Os graves erros modernos, condenados constantemente pelos Papas, desenvolvem-se agora sem travas no seio da Igreja:

1. As filosofias modernas, antiescolásticas, existencialistas, antiintelectualistas, são ensinadas nas universidades católicas e nos seminários maiores. 2. O humanismo é favorecido pela necessidade das autoridades eclesiásticas de fazer eco ao mundo moderno e considerar ao homem o fim de todas as coisas. 3. O naturalismo — a exaltação do homem e dos valores humanos — faz esquecer os valores sobrenaturais da redenção e da graça. 4. O modernismo evolucionista causa a rejeição da Tradição, da Revelação, do Magistério de vinte séculos. Já não existem verdades imutáveis nem dogmas. 5. O socialismo e o comunismo: a negativa por parte do concílio a condenar estes erros foi escandalosa e induziu a crer com toda a razão do mundo que hoje o Vaticano é favorável a um socialismo ou a um comunismo mais ou menos cristão. A atitude da Santa Sé durante estes últimos quinze anos, tanto além como aquém da cortina de ferro, confirma esta crença.

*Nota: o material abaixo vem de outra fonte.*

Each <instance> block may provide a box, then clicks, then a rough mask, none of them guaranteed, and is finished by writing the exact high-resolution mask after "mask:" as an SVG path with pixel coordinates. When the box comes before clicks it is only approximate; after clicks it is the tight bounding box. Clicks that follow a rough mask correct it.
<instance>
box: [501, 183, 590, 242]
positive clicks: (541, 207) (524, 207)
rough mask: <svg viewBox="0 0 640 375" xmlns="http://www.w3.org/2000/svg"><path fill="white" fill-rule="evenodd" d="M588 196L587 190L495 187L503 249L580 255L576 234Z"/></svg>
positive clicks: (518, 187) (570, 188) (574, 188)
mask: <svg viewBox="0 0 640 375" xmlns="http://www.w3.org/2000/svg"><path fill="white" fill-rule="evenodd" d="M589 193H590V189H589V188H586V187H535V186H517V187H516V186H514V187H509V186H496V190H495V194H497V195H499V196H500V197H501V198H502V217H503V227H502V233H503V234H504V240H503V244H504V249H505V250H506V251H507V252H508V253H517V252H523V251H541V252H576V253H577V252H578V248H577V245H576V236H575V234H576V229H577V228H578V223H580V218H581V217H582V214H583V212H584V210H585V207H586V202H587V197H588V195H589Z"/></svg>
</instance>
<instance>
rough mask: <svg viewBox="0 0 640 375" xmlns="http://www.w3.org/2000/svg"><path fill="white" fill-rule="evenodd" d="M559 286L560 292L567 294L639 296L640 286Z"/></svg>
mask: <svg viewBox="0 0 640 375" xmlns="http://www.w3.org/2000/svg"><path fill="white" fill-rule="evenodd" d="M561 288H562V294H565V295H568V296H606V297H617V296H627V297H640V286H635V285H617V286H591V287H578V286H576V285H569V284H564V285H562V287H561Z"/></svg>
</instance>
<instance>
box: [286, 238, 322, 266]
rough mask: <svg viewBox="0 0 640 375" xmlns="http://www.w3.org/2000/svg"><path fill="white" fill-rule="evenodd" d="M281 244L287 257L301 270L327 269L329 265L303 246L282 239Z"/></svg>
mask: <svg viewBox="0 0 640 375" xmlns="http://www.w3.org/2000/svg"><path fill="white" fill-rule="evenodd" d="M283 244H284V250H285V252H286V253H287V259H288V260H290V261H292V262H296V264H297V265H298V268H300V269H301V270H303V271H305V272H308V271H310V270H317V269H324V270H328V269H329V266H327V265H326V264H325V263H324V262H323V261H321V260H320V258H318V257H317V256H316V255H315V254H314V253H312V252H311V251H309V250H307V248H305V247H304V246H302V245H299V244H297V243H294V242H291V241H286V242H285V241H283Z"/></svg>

Por fim, os acordos com a maçonaria, com o conselho ecumênico das igrejas e com Moscou reduzem a Igreja ao estado de prisioneira, fazem-na de todo incapaz de cumprir livremente sua missão. Trata-se de autênticas traições que clamam vingança ao céu, como os elogios tributados nestes dias ao heresiarca mais escandaloso e mais nocivo para a Igreja: Lutero.


É hora de a Igreja recuperar a liberdade de realizar o reino de Nosso Senhor Jesus Cristo e o reino de Maria sem se preocupar com seus inimigos».